In the News

Fish Talk in the News – Friday, April 17

In New England, Atlantic cod has been overfished and subject to overfishing for decades. Image via NOAA.

  • Yesterday, Northeast Regional Administrator John Bullard sent a very strong letter to the New England Fishery Management Council regarding the shortcomings of the Habitat Committee’s recommendations for the Omnibus Habitat Amendment.
  • NOAA released the 2014 Status of U.S. Fisheries report to Congress, as required by the Magnuson-Stevens Act. According to the report, overfishing (26) and overfished (37) stocks are at an all-time low. Two species were removed from the overfished list, and six were removed from the overfishing list (but four were added). Peter Baker, director of U.S. Oceans, Northeast for the Pew Charitable Trusts, says, “This report just underscores that the future of the fishery has to be how to catch these stocks that are coming back and not catch cod to the point where biomass goes to zero.”
  • New England fish stocks are far behind those of other regions, according to the NOAA status report. 12 stocks are either on the overfishing or overfished list. 7 of the stocks are on both.
  • NOAA removed Atlantic bluefin tuna from the overfishing list.
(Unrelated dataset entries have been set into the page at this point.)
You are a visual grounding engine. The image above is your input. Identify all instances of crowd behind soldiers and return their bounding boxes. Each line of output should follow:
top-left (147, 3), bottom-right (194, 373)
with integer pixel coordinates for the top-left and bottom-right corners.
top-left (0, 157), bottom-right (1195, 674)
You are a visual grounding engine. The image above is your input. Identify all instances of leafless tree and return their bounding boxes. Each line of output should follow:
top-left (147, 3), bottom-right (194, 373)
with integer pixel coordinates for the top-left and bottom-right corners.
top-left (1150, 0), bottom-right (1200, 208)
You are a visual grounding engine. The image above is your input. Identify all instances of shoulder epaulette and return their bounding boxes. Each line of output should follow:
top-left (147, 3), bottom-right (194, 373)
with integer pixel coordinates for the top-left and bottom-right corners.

The adult bluefin population is about 30,000 metric tons, a level not seen since the early 1980s. Fishery managers plan to recommend a catch quota increase to the International Commission for the Conservation of Atlantic Tunas (ICCAT). Maine and Massachusetts are the top two in number of commercial bluefin tuna fishermen in the U.S.
  • The NEFMC Council meeting is next week, April 21-23, in Mystic, CT. April 22 and 23 will be dedicated to discussions on Omnibus Essential Fish Habitat Amendment 2, and the Council plans to take a final vote on the amendment.
  • NEFMC will also be holding the final scoping hearing on Herring Amendment 8 next week, April 20, 2015. The public will be able to provide comments from 6-8pm.
  • The 2014-15 Maine scallop season is over and regulators say it appears to be one of the best in years. Final numbers will not be available under early 2016, but December 2014 hauls (215,920 pounds) were up 16% from December 2013.
  • Massachusetts, New Hampshire, Rhode Island, and Connecticut reduced the striped bass daily bag limit for recreational fishermen to one fish at 28 inches. Changes in the management plan required the states to reduce harvest by 25%.
  • Unhappy with recent regulation changes, Connecticut shellfish companies want to create a 10-person shellfish “coordinating council” outside of the governor’s authority. State officials say they are improving an outdated leasing system to protect public health, but the shellfish industry says the new system is unfair and is trying to take away shellfish beds. The shellfish industry’s bill passed the General Assembly last month.
  • The Center for Sustainable Fisheries proposed the development of a Northeast Cooperative Trawl Program (NECTP) to help improve fisheries management and sustainable stocks in New England. Participants in the program would include representatives from the Northeast Fisheries Science Center, NEFMC, the fishing industry, New England states, and academics. The program would be responsible for improving confidence in survey data and stock assessments.
  • NOAA awarded $800,000 to Maine Sea Grant. The grant money will be used to fund the program’s research, education, and outreach efforts along Maine’s coast.
  • When it comes to organic seafood, the U.S. is playing catch up, but the U.S. Department of Agriculture announced that it will propose standards for farm-raised organic fish this year. If the USDA moves quickly, organic farmed seafood – such as salmon, tilapia, mussels, and clams – could be on the market in two years. Some environmental groups, however, are concerned the rules will not be strict enough and have criticized the recommendations. For example, they argue that a fish cannot be certified organic unless it eats 100% organic feed.